Hepinize merhaba, bugün DigitalTalks Pazar Sohbetleri’nde Optimist Kitap Genel Müdürü Zeynep Dicleli ile birlikteyiz.

cumhuriyet.com.tr

Zeynep merhaba, öncelikle iyi pazarlar dilerim. Sohbet davetimi kabul ettiğin için teşekkür ederim. Bize Optimist Kitap’tan ve yaptığınız çalışmalardan bahsedebilir misiniz?

Merhaba Ozan, iyi pazarlar dilerim. Ben teşekkür ederim davetin için. Optimist Kitap Türkiye’de nitelikli iş kitapları yayınlayan bir yayınevi olarak tanınıyor. Birçok yerli yazar kitaplarının Optimist markasıyla yayınlanmasını önemli bir referans olarak görüyor. Bu da bizim için bir gurur kaynağı. Bu bizim çokça bilinen tarafımız. Optimist olarak sadece piyasada satılan kitaplar yayınlamıyoruz; farklı kurumlara da hizmet veriyoruz. Fiziki kütüphaneler kuruyoruz. Müşterileri ve çalışanları için eğitim ve hediye setleri hazırlıyoruz. Onların markasıyla kitaplar yayınlıyoruz. Seçtikleri kitapları Türkçeye çeviriyor, redakte edip kapağını tasarlıyor ve istedikleri adette basıp teslim ediyoruz; bir anlamda anahtar teslim kurumsal yayıncılık yapıyoruz. Bu kitaplar piyasada satılmıyor. Müşterilerimiz onları yılbaşında veya çeşitli etkinliklerde armağan olarak dağıtıyor. Kitaplarda kendi logoları ve kitapların giriş bölümünde de sunuş yazıları bulunuyor.

Optimist aynı zamanda bir içerik fabrikasıdır. Müşterilerimizin talep ettikleri ya da ihtiyaç duydukları içeriği hazırlıyor ve gene onların istedikleri şekilde paketleyip sunuyoruz. Kitap, broşür, yıldönümü kitabı, sosyal sorumluk projelerine yönelik yayınlar, blog içerikleri, web siteleri için içerikler, dergi, pdf dosyaları, konulu defter veya ajanda gibi…

Türkiye’de sadece yazarlık yaparak yaşamak için bir yazarın yılda kaç kitabının satılması gerekir? Türkiye’de telif hakları uygulamaları (“de jure” ve “de facto” olarak) yazarların ve yayınevlerinin haklarını ne kadar koruyor?

Sorunuza biraz dolaylı cevap vereceğim. Önce kurgu dışı yayın yapan bir yayınevi olarak Türkiye’de var olmanın dayanılmaz ağırlığından bahsetmek istiyorum.

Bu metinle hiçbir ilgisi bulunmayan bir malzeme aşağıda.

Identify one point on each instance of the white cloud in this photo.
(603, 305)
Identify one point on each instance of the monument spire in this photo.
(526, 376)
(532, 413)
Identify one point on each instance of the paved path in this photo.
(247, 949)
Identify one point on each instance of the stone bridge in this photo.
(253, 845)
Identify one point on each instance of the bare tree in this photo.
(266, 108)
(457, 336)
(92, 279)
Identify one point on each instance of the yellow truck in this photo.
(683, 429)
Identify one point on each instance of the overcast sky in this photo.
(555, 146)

Üç sene önce Frankfurt kitap fuarında bir kafede yan masadaki 2 yayıncı arasında geçen bir dialoğa tanık olmuştum. Birbirlerine bir kitabı kaç adet bastıklarını anlatıyorlardı. Her ikisi de bizim gibi kurgu dışı yayınlar yapıyorlardı. Biri yayınladığı her kitap için ortalama 5.000 adet bastığından bahsetti. Dayanamadım sordum, “Hangi ülkedensiniz?” Norveçliymiş, nüfus beş milyon. Biz ortalama olarak iş kitaplarını 1000-1500 adet basıyoruz. Aynı okuma oranı bizde olsaydı ortalama 75.000-80.000 adet basmamız gerekirdi. Bu basit istatistik bile çok şey anlatıyor. Türkiye’de kitap dağıtmı yapan firmaların çalışma şartlarını düşünürsek, bu arada hepsi kitap yayınlıyor ve zincir mağazaların yayınevlerine uyguladıkları şartları da hesaba katarsak, yayıncılığın bu ülkede hiç de kolay olmadığını söyleyebiliriz. Yayınevleri için hal böyleyken yazarların sadece kitap yazarak geçimlerini sağlamalarının ne denli imkânsız bir şey olduğunu anlamak zor değildir.

Bizim yazarlarımızın çoğu danışman, eğitmen veya kendi alanlarında tanınan iş insanları. Yayınladığımız kitapları elbette piyasada satılıyor. Ancak onlar kitaplarını aynı zamanda müşterilerine armağan etmek, verdikleri eğitimlerde katılımcılara dağıtmak veya konuşmacı oldukları konferanslarda sponsorlu dağıtılmasını sağlamak gibi, kendi iş alanlarına uygun olarak da değerlendiriyorlar. Baskı adedini düşünürsek, yazarın kurgudışı kitaplar için telif geliri çok olmuyor, ama tanıtım aracı olarak başka kapıları açtığı için değer katıyor. Biz de yazarlarımızı kurumsal müşterilerimize düzenledikleri etkinliklere konuşmacı olarak öneriyoruz. Yazarlarımızla güzel bir işbirliğimiz var.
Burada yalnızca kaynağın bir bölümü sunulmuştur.